Residenti e negozi dicono “no” alla Ztl a corso Roma

30 Novembre 2015

LANCIANO. Un rione dove il degrado aumenta di giorno in giorno, pieno di serrande abbassate invece delle vivaci botteghe di una volta, sporco e abbandonato. È l’immagine descritta dal comitato...

LANCIANO. Un rione dove il degrado aumenta di giorno in giorno, pieno di serrande abbassate invece delle vivaci botteghe di una volta, sporco e abbandonato. È l’immagine descritta dal comitato spontaneo di residenti, commercianti e artigiani del quartiere Borgo, che nei giorni scorsi si è riunito per discutere dei problemi che affliggono l’area sottoposta a Ztl (zona a traffico limitato) per arginare il traffico nel centro storico. Il disagio più sofferto è quello della sicurezza: il comitato chiede all’amministrazione comunale che vengano posizionate telecamere di videosorveglianza e invoca la presenza di un vigile urbano che aiuti a gestire il flusso dei pellegrini in visita al Miracolo Eucaristico e a regolare il transito veicolare, facendo rispettare le norme del codice della strada, oltre ad essere un deterrente contro i fenomeni delinquenziali.

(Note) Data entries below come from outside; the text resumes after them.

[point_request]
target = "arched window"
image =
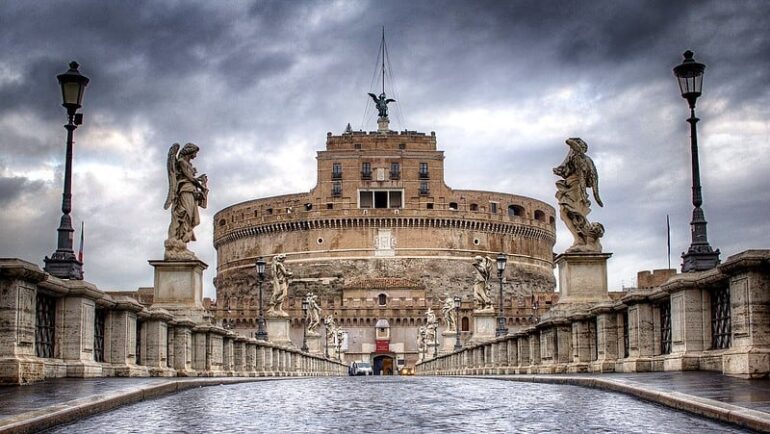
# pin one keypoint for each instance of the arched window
(516, 211)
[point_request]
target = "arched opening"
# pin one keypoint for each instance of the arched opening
(516, 211)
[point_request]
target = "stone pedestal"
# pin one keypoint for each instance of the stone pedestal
(582, 277)
(484, 324)
(314, 344)
(448, 342)
(278, 331)
(179, 288)
(383, 125)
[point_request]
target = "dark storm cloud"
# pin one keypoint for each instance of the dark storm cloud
(13, 188)
(258, 84)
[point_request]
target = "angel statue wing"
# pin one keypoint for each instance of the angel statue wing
(592, 180)
(171, 167)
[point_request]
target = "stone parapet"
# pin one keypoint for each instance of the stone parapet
(52, 328)
(711, 320)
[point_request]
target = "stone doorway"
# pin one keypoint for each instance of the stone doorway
(383, 365)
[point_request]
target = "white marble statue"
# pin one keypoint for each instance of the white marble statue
(483, 266)
(579, 174)
(431, 326)
(313, 314)
(450, 315)
(280, 287)
(186, 192)
(422, 344)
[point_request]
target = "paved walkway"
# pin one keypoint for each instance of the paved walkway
(32, 407)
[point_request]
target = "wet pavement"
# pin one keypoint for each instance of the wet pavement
(404, 404)
(753, 394)
(382, 403)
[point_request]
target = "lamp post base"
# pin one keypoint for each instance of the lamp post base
(700, 258)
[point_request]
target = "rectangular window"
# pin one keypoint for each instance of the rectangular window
(366, 199)
(395, 199)
(380, 199)
(395, 171)
(424, 171)
(337, 189)
(424, 191)
(721, 324)
(337, 171)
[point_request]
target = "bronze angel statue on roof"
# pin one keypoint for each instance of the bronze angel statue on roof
(382, 103)
(579, 174)
(186, 192)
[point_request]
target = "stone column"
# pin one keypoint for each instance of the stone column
(640, 333)
(77, 329)
(688, 324)
(522, 342)
(156, 343)
(18, 292)
(215, 348)
(200, 349)
(185, 347)
(607, 338)
(239, 356)
(582, 342)
(228, 353)
(749, 353)
(484, 324)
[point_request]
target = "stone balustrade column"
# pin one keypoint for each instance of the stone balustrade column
(606, 337)
(156, 342)
(184, 348)
(18, 299)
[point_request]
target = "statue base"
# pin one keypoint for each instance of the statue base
(178, 288)
(383, 125)
(582, 277)
(448, 340)
(278, 331)
(484, 324)
(314, 344)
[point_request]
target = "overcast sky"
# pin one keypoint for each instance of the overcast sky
(257, 85)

«Questi interventi si rendono ancor più necessari di notte», sottolinea il comitato in una nota, «quando corso Roma è interdetta al traffico, scelta che ha contribuito a “desertificare” il quartiere, rendendolo più appetibile a fenomeni di microcriminalità». I cittadini raccontano di case di appuntamento, spaccio e persone agli arresti domiciliari. Riguardo alla Ztl, l’invito al Comune è di ripensare il progetto di una Apu (Area pedonale urbana) permanente, 24 ore su 24 per 365 giorni all'anno. «Il provvedimento», fanno notare i residenti, «comporterà che i veicoli provenienti da corso Roma saranno obbligati a svoltare a destra verso via Dei Tribunali, togliendo l’accesso diretto a piazza Plebiscito. Una scelta totalmente inadeguata per il tipo di percorso e le strade interessate, antiche e strette». Sulla chiusura di corso Roma alle auto avrebbe cambiato idea anche una parte dei residenti che inizialmente aveva visto di buon occhio l’interdizione parziale della strada a causa dell’isolamento che si sarebbe creato nel quartiere e la chiusura di molte attività commerciali. (d.d.l.)